The noise can be eliminated buy firstly measuring the gaps between the camshaft lobes and the shims, and identifying where the gaps are too large. Then the shim is removed and replaced with a thicker shim so that the gap is correct and the noise goes away. A tapping noise on the 1UZ-FE is usually because of a couple of worn shims. The shims are about $12-$15 Aud each - but the labour involved to fix a common noise can run around 6 hours depending on how many shims are needed to be replaced. Special tools are best used for the job. A workshop manual is a must - there are many things that can go wrong! Dropping a shim down the wrong hole in the head would be most painful.
I have the correct Toyota tools to depress and hold the bucket so that the shim can be replaced without removing the camshaft. It makes the job so much easier than remvoing the camshafts. Back in November 2004 I finally got around to changing a couple of shims on my engine. The tapping noise had been there since the camshaft install. Here is a couple of pics of how it all went.

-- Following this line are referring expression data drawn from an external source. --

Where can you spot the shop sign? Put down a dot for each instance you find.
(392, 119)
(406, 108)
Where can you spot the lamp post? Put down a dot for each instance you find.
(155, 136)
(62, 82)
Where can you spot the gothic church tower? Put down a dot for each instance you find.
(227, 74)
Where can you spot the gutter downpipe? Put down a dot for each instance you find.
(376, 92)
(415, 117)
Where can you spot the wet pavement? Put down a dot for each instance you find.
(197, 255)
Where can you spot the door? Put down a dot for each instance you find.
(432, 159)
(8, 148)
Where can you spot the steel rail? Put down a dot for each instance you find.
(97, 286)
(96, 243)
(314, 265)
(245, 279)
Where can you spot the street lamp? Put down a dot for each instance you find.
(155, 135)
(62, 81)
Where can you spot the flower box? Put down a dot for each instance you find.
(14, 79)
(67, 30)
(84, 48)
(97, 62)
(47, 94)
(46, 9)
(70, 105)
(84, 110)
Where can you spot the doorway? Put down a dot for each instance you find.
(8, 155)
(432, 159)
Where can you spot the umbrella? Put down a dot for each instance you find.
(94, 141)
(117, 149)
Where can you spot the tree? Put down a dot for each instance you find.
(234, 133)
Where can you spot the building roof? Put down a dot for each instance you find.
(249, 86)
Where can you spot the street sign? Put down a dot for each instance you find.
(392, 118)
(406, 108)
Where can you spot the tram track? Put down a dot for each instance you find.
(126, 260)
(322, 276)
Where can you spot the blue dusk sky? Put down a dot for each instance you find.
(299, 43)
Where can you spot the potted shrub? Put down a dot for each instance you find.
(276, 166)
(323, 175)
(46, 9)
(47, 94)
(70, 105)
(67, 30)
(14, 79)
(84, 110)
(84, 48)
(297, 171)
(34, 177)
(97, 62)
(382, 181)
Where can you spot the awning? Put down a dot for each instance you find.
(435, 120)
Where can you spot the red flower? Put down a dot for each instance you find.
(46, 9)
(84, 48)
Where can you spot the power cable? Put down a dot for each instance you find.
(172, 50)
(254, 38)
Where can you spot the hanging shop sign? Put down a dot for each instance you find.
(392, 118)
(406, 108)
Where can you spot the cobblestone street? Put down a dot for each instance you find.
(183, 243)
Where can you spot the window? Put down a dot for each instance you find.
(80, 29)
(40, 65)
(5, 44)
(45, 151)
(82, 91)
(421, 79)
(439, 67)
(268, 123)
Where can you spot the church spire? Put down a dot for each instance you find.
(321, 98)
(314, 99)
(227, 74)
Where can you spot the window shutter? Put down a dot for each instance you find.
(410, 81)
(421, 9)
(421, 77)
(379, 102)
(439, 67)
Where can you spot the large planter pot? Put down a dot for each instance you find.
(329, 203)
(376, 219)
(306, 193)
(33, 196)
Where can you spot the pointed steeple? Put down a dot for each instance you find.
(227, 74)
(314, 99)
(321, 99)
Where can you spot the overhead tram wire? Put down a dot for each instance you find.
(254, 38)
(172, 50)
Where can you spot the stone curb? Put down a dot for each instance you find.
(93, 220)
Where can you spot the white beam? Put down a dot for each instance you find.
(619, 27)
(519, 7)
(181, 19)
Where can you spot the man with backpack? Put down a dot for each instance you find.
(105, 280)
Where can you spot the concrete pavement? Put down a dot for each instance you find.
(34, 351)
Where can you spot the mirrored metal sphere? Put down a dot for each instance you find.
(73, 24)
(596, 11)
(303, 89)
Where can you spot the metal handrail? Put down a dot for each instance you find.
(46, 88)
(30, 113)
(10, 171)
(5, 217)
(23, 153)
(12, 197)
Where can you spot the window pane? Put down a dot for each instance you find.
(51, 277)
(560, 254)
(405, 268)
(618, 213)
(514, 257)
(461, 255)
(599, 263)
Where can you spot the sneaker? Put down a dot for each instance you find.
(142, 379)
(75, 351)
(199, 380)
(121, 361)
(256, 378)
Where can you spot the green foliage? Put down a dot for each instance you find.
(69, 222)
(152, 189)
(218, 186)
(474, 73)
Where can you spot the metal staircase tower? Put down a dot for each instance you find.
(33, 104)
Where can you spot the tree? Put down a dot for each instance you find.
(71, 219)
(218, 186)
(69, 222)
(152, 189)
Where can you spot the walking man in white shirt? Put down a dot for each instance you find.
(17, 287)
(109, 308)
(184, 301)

The Toyota tools are on the right. The pincer looking things go around the camshaft, then rotate and press on the edge of the bucket moving the valve down. The thin tool on the right then holds the edge of the bucket down leaving just enough room to pluck out the shim. I still use the bent screw driver to pluck out a shim rather than compressed air. I use the feeler gauge to determine where the gaps are too big. A gap that is too big means the shim is too thin and out it comes. I then measure the thickness of the shim super accurately with an expensive micrometer to determine its thickness and work how much thicker it needs to be. If I don't have the shim in stock I order one and get it the next day or two and pop it back in and re-measure the gap. Gaps I aim for are 0.2mm (8 thou) intake and 0.3mm (12 thou) exhaust. The screwdriver with the magnet tip is for getting the shim out of there once it's plucked out. The shims are sort of sucked in place with an oil film and can be difficult to remove - they rotate freely but resist lifting out. It's sort of like a small version of when you flip your car at the beach in the wet sand and the roof is "sucked" to the ground and makes a popping sound when the front end loader lifts it out the next day after it's been there all night with the tide coming in and filling the inside with sand etc.
This is a pic of the shim in the bucket - the tool holding the bucket down is just visible on the left side of the bucket.
I have removed the shim showing the empty bucket. The cams are designed to rotate the shim inside the bucket.
Here is the tool in place holding the bucket down on the exhaust camshaft. It's a fiddly job and not much room.
Here is a stack of very different shims. The thickness of a piece of paper can make the difference between a tapping noise and no noise.
Here is an early map of my engine with the gaps recorded in thousandths of an inch. Gaps are supposed to be 6-10 thou' on the intake valves (the inside rows) and 10-14 thou' on the exhaust (oustside rows). The numbers in red show where the gap is now too big and shims need to be addressed.
Several times I have read that the battery side of the engine, at the back, is a common place for the tapping noise to be heard. If this is the case it suggests a common oil flow problem to that area.
This is a table from the factory manual to help calculate new Intake Shims thickness. A manual is recommended for DIY
Same again - this one is for the Exhaust Shims. It's a complicated business!